Our Class A Common Stock and Public Warrants are listed on the Nasdaq Global Market (Nasdaq) under the symbols
DAVE and DAVEW, respectively. On July 28, 2022 the closing sale price as reported on Nasdaq of our Class A Common Stock was $0.72 per share and of our Public Warrants was $0.1573 per warrant.
This prospectus supplement is being filed to update and supplement the information in the Prospectus with the information contained in our
Report on Form 8-K, filed with the Securities and Exchange Commission (the SEC) on July 28, 2022. Accordingly, we have attached the Form 8-K to this
prospectus supplement.
This prospectus supplement should be read in conjunction with the Prospectus, which is to be delivered with this
prospectus supplement. This prospectus supplement is qualified by reference to the Prospectus, except to the extent that the information in this prospectus supplement updates and supersedes the information contained in the Prospectus.

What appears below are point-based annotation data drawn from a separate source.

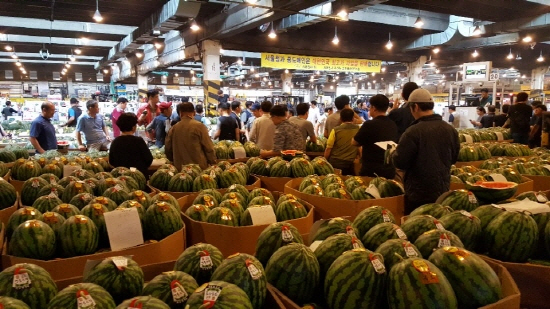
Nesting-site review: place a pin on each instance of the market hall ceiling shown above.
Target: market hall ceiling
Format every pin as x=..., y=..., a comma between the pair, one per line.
x=303, y=27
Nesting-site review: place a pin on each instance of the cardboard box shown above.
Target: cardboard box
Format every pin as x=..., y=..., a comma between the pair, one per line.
x=326, y=207
x=252, y=183
x=510, y=292
x=168, y=249
x=526, y=185
x=234, y=239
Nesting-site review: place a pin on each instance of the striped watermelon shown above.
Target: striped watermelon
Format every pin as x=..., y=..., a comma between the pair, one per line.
x=223, y=216
x=474, y=282
x=380, y=233
x=417, y=225
x=37, y=294
x=33, y=239
x=394, y=250
x=21, y=215
x=334, y=226
x=200, y=261
x=122, y=281
x=69, y=297
x=181, y=182
x=78, y=235
x=246, y=272
x=274, y=237
x=298, y=262
x=172, y=287
x=356, y=279
x=290, y=210
x=30, y=190
x=431, y=288
x=511, y=237
x=464, y=225
x=430, y=241
x=144, y=302
x=227, y=296
x=162, y=220
x=8, y=194
x=331, y=248
x=53, y=219
x=370, y=217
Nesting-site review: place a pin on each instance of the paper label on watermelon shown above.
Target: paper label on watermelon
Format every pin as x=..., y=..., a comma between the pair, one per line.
x=315, y=245
x=262, y=215
x=468, y=138
x=498, y=177
x=373, y=190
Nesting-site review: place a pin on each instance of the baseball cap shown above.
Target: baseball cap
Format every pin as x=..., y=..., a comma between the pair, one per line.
x=256, y=107
x=165, y=105
x=421, y=96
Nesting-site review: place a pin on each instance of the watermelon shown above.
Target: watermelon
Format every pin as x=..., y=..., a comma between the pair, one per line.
x=162, y=220
x=12, y=303
x=69, y=297
x=274, y=237
x=120, y=276
x=356, y=279
x=417, y=225
x=8, y=194
x=30, y=190
x=37, y=294
x=334, y=226
x=394, y=250
x=21, y=215
x=228, y=295
x=331, y=248
x=223, y=216
x=290, y=210
x=370, y=217
x=511, y=236
x=53, y=219
x=78, y=235
x=172, y=287
x=431, y=288
x=294, y=270
x=246, y=272
x=464, y=225
x=200, y=261
x=474, y=282
x=430, y=241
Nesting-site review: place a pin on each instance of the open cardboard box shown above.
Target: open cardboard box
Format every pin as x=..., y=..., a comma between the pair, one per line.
x=168, y=249
x=252, y=183
x=231, y=239
x=326, y=207
x=533, y=281
x=510, y=292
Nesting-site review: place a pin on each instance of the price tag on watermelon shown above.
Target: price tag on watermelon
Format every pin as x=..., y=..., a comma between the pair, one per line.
x=211, y=294
x=179, y=295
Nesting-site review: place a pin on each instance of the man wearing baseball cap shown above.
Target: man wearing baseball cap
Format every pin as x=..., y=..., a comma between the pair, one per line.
x=426, y=151
x=161, y=124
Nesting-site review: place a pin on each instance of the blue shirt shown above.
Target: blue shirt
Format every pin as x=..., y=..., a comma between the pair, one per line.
x=92, y=128
x=44, y=132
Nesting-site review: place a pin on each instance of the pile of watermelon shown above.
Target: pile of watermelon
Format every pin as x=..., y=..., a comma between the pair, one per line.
x=353, y=188
x=192, y=178
x=298, y=166
x=233, y=208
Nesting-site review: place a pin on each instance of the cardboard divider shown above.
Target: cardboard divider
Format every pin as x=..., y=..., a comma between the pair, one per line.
x=526, y=185
x=510, y=292
x=531, y=279
x=326, y=207
x=252, y=183
x=231, y=239
x=167, y=249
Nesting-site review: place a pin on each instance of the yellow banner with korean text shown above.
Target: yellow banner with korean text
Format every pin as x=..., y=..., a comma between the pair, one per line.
x=297, y=62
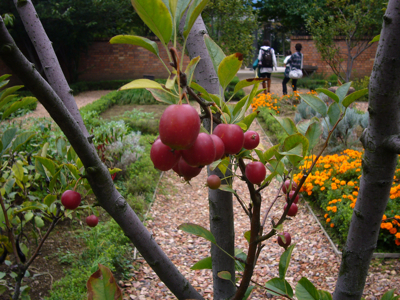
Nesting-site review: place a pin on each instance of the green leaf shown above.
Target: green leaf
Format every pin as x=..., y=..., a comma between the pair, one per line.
x=334, y=113
x=353, y=97
x=215, y=52
x=47, y=163
x=342, y=91
x=190, y=69
x=49, y=199
x=317, y=104
x=324, y=295
x=287, y=124
x=164, y=96
x=305, y=290
x=330, y=94
x=21, y=139
x=155, y=14
x=313, y=135
x=137, y=41
x=279, y=287
x=198, y=230
x=18, y=104
x=102, y=285
x=284, y=261
x=228, y=68
x=205, y=263
x=142, y=84
x=39, y=221
x=224, y=275
x=195, y=9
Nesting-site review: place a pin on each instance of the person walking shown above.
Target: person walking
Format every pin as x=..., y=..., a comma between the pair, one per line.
x=296, y=62
x=266, y=62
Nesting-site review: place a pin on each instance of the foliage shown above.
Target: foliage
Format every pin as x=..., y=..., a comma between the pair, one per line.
x=355, y=21
x=231, y=23
x=333, y=187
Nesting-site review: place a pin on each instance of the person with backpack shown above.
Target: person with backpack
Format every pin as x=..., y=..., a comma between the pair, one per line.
x=296, y=63
x=267, y=62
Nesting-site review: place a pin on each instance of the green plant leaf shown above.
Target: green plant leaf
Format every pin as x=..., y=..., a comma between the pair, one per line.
x=164, y=96
x=342, y=91
x=224, y=275
x=102, y=285
x=330, y=94
x=287, y=124
x=305, y=290
x=334, y=113
x=142, y=84
x=198, y=230
x=279, y=287
x=228, y=68
x=215, y=52
x=21, y=139
x=205, y=263
x=190, y=69
x=137, y=41
x=284, y=261
x=317, y=104
x=353, y=97
x=195, y=9
x=313, y=134
x=155, y=14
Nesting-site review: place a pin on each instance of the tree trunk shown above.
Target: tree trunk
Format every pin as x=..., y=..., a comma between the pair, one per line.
x=97, y=174
x=48, y=59
x=381, y=144
x=221, y=206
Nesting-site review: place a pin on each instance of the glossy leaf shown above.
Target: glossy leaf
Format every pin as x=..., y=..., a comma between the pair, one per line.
x=164, y=96
x=197, y=230
x=195, y=9
x=205, y=263
x=228, y=68
x=305, y=290
x=287, y=124
x=317, y=104
x=342, y=91
x=190, y=69
x=284, y=261
x=334, y=113
x=330, y=94
x=215, y=52
x=224, y=275
x=102, y=285
x=155, y=14
x=313, y=135
x=142, y=84
x=279, y=287
x=353, y=97
x=137, y=41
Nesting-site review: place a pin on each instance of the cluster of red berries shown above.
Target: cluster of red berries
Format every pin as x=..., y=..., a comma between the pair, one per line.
x=71, y=200
x=289, y=188
x=182, y=148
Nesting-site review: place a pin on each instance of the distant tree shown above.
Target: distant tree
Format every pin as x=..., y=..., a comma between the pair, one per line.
x=232, y=23
x=354, y=21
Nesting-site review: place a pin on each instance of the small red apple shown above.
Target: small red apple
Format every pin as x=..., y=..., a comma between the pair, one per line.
x=92, y=221
x=71, y=199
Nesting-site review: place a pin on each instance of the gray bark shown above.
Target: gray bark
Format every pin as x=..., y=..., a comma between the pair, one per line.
x=97, y=174
x=220, y=202
x=48, y=59
x=379, y=160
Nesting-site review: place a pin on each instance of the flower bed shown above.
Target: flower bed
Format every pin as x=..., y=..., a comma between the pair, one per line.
x=333, y=187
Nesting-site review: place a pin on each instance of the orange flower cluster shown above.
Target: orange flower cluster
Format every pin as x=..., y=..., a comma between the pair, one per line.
x=330, y=180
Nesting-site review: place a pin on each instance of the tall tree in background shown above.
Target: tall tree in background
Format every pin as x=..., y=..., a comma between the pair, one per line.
x=231, y=23
x=354, y=21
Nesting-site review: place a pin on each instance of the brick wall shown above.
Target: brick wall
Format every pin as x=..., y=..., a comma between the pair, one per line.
x=362, y=66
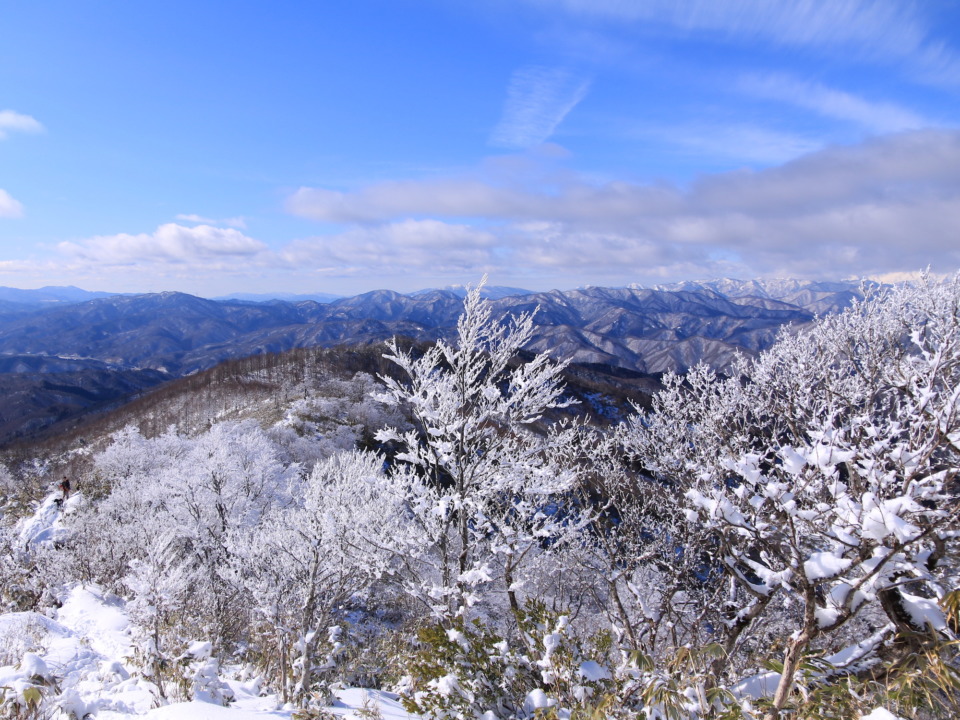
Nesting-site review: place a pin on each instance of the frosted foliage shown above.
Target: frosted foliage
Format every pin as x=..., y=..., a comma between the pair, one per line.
x=823, y=469
x=308, y=557
x=335, y=417
x=482, y=478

We are an emerging growth company as that term is defined in the Jumpstart Our Business Startups Act of 2012 and, as such, are
subject to reduced public company reporting requirements.
Investing in
our securities involves a high degree of risk. Before buying any securities, you should carefully read the discussion of material risks of investing in our securities in Risk
Factors beginning on page 14 of the Prospectus.
Neither the Securities and Exchange Commission nor any state
securities commission has approved or disapproved of these securities or passed on the adequacy or accuracy of the Prospectus or this prospectus supplement. Any representation to the contrary is a criminal offense.
The date of this prospectus supplement is July 29, 2022.